The Blind Spot in Big Decisions: Why Second-Order Consequences Deserve a Front Row Seat

As published by Georgia Tech Supply Chain and Logistics Institute - In the world of strategic decision-making—whether in Supply Chain Management and Engineering or in policy—we tend to focus our energy on the immediate problem in front of us. But in my experience—especially during my time at Coca-Cola and across broader industry engagements—what often gets left out of the room are the second-order effects. These are the unintended consequences that don't show up in the PowerPoint deck, but show up months or years later on your P&L, in your customer feedback, or in your team’s stress levels.
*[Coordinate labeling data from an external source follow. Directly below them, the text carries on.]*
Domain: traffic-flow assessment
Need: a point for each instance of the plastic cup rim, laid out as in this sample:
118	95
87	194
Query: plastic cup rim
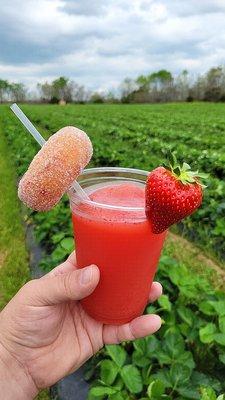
110	169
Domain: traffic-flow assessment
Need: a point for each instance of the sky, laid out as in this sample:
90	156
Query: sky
100	42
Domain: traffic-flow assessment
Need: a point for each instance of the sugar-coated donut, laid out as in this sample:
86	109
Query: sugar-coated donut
54	168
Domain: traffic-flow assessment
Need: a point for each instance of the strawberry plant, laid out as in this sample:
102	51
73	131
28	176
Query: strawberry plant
186	358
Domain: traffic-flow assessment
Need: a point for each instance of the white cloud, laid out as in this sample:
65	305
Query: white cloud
98	43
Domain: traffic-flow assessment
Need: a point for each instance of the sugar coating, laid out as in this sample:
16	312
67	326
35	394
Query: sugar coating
54	168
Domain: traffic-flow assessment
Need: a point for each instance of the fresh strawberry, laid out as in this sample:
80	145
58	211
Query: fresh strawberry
172	194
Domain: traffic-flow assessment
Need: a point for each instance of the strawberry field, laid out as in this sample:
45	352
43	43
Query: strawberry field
186	359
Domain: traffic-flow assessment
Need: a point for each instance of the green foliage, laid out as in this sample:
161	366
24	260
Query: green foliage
186	359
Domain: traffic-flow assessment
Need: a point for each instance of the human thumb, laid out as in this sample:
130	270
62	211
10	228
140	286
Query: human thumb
73	285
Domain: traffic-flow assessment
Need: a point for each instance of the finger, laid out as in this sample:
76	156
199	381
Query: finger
69	265
73	285
155	291
139	327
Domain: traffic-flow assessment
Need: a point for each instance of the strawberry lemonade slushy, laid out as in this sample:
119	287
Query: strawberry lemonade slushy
114	233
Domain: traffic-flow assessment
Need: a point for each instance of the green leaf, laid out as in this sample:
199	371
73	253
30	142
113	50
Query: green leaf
186	167
67	244
164	376
102	391
207	333
199	379
186	315
57	237
173	344
220	338
164	302
219	306
109	371
139	359
186	359
222	324
116	396
179	374
206	308
208	393
156	389
132	378
152	345
188	392
117	353
140	345
222	358
221	397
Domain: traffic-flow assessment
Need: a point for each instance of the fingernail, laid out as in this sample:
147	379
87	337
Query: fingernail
86	275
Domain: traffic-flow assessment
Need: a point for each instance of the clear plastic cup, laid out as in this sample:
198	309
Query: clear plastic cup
120	241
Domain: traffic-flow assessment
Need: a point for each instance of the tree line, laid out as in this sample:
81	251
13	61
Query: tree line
159	86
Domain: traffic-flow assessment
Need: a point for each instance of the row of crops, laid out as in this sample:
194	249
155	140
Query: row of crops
141	137
186	359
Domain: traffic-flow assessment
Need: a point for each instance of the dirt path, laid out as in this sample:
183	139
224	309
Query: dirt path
199	255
Some of these outcomes are manageable. Others are problematic. Occasionally, they’re game-changing—but not in the way we hoped.

The Core Challenge: Complexity Crowds Out Curiosity

In my time in industry, I’ve seen high-stakes decisions unfold under tight timelines. The rigor is there: financial models, market analysis, legal due diligence. But the same pressure that brings focus often narrows the field of vision. Once the strategic goal is clear, the push becomes “get the recommendation ready” or “get the deal done.” Often, the team disbands before the ripple effects have even begun to appear.

In fact, studies of managerial behavior find that decision-makers often prioritize short-term outcomes over long-term implications, making it easy to overlook those downstream impacts.